ORIGINAL POST: On February 24, 2014, the Maryland Court of Appeals issued a landmark opinion strengthening consumer borrowers’ rights in a case argued by Thomas Minton (Patton v. Wells Fargo Financial Maryland, Inc., Sept. Term 2013, No. 3).
In settling an open issue of state law squarely in favor of consumers, the Court rejected Wells Fargo’s arguments and found that the reasoning of a recent federal district court decision to the contrary, Bediako v. American Honda Finance Corp. is flawed.
The case arose from the repossession of a car by Wells Fargo Financial in 2007. Following that repossession and the sale of the car at a private auction, Wells Fargo claimed that the borrower, Carolyn Patton, still owed over $13,000 on the loan.
On Ms. Patton’s behalf, G&M filed suit against Wells Fargo in the Circuit Court for Anne Arundel County, alleging that the claimed deficiency was improper because of Wells Fargo’s many failures to follow the repossession and resale requirements of the Closed End Credit provisions of Title 12, Subtitle 10 of the Commercial Code.
Wells Fargo moved to dismiss Ms.
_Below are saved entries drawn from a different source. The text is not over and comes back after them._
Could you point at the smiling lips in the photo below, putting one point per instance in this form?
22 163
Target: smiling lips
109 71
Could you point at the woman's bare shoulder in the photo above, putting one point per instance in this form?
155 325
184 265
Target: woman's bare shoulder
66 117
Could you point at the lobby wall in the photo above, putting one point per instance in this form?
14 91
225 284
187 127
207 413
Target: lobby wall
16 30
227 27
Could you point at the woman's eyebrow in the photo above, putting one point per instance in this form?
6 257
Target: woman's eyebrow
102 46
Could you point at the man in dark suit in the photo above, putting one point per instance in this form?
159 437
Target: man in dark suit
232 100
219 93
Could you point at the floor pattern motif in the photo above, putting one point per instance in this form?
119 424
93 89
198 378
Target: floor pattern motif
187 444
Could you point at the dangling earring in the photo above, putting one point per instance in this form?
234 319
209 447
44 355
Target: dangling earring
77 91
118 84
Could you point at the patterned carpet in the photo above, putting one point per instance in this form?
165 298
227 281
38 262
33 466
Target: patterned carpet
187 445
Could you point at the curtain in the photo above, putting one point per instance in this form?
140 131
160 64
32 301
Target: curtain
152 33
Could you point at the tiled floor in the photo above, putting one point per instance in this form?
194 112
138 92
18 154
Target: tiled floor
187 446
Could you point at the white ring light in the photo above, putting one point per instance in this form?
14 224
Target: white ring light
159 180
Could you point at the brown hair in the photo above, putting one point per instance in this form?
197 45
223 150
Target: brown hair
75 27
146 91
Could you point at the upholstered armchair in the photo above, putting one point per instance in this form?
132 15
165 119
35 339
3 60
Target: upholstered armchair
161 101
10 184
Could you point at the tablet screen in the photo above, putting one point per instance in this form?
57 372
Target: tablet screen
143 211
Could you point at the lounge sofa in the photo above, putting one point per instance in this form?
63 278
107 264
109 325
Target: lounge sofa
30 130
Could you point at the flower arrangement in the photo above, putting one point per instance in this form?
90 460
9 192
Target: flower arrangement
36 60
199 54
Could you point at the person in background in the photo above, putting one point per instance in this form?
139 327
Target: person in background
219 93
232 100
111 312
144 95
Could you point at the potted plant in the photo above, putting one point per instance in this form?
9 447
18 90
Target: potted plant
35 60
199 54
Patton’s claim on the basis that it was filed beyond an alleged one year statute of limitations, and on the basis that Wells Fargo was not required to follow Title 12, Subtitle 10. The Circuit Court for Anne Arundel County granted the motion.
On February 24, the Court of Appeals reversed the trial court, and issued a 34-page opinion that soundly rejects both of Wells Fargo’s arguments. The Court determined that the recent federal district court decision, Bediako v. American Honda Finance Corp., is not supported by the statute’s legislative history. The Court agreed with Mr. Minton’s argument that the Closed End Credit provisions of Title 12 contain their own, separate limitations period that does not expire until “six months after the loan is satisfied.”
The Court also held that the adoption of CLEC in the loan documents was a voluntary choice made by the lender, and that CLEC’s provisions are therefore binding on Wells Fargo as a matter of state contract law.